L'UE annule sa mission d'observation pour les élections en RDC pour des raisons "techniques"

L'Union européenne annonce qu'elle annulait sa mission d'observation électorale en République démocratique du Congo (RDC). Elle invoquant des raisons "techniques".

Image
Supporters élections

Les partisans du président Félix Tshisekedi se rassemblent dans un stade pour assister à un meeting de campagne avant les élections présidentielles, à Kinshasa, République démocratique du Congo, le 19 novembre 2023.

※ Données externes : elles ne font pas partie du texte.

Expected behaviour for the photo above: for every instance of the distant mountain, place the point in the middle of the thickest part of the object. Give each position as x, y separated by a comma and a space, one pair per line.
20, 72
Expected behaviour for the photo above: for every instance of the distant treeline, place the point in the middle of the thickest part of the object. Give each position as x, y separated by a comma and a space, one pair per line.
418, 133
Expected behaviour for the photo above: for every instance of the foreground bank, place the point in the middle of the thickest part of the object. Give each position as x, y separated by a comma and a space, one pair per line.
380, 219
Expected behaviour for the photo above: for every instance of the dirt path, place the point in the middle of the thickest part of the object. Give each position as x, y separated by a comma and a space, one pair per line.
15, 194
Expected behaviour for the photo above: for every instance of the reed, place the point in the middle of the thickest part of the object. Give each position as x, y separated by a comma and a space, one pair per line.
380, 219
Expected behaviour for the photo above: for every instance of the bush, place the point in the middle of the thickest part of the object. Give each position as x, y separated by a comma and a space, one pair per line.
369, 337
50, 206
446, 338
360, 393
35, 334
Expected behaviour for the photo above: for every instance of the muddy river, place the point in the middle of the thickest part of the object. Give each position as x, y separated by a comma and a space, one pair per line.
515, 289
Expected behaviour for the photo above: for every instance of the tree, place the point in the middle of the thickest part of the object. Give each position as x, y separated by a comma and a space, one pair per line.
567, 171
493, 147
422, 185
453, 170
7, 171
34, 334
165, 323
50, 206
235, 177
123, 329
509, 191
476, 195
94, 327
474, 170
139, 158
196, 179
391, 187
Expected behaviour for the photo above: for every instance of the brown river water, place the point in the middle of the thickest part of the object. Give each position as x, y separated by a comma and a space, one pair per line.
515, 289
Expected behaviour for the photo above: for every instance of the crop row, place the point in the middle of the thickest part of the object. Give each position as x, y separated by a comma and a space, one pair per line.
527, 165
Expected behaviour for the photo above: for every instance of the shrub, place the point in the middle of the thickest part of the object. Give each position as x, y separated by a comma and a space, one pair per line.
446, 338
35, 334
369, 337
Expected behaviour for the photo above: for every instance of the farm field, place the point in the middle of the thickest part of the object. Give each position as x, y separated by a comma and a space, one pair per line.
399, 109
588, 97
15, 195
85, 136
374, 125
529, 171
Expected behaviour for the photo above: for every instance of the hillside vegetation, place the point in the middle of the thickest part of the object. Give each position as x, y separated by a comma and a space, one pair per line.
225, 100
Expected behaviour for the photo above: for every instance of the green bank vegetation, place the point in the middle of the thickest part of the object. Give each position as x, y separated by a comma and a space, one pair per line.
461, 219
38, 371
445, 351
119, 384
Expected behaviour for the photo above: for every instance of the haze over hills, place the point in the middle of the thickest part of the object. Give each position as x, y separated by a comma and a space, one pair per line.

AP Photo/Samy Ntumba Shambuyi
Partager2 minutes de lecture

"En raison de contraintes techniques échappant au contrôle de l'UE, nous sommes contraints d'annuler la mission d'observation électorale", déclare la porte-parole du service diplomatique de l'Union européenne, Nabila Massrali, dans un communiqué publié ce 29 novembre. La veille, l'UE avait déclaré que ses observateurs électoraux arrivés en RDC n'avaient pas pu "se déployer à travers le pays pour raisons de sécurité", ce qui rendait leur mission "impossible".

Nabila Massrali précise que des équipements de télécommunications essentiels n'avaient pas pu être mis à disposition des observateurs déployés dans le pays en vue des scrutins du 20 décembre prochain. "L'UE encourage les autorités de la RDC et toutes les parties prenantes à poursuivre leurs efforts pour faire en sorte que le peuple congolais puisse exercer pleinement ses droits politiques et civils légitimes lors des prochaines élections", ajoute la porte-parole, citée dans le communiqué.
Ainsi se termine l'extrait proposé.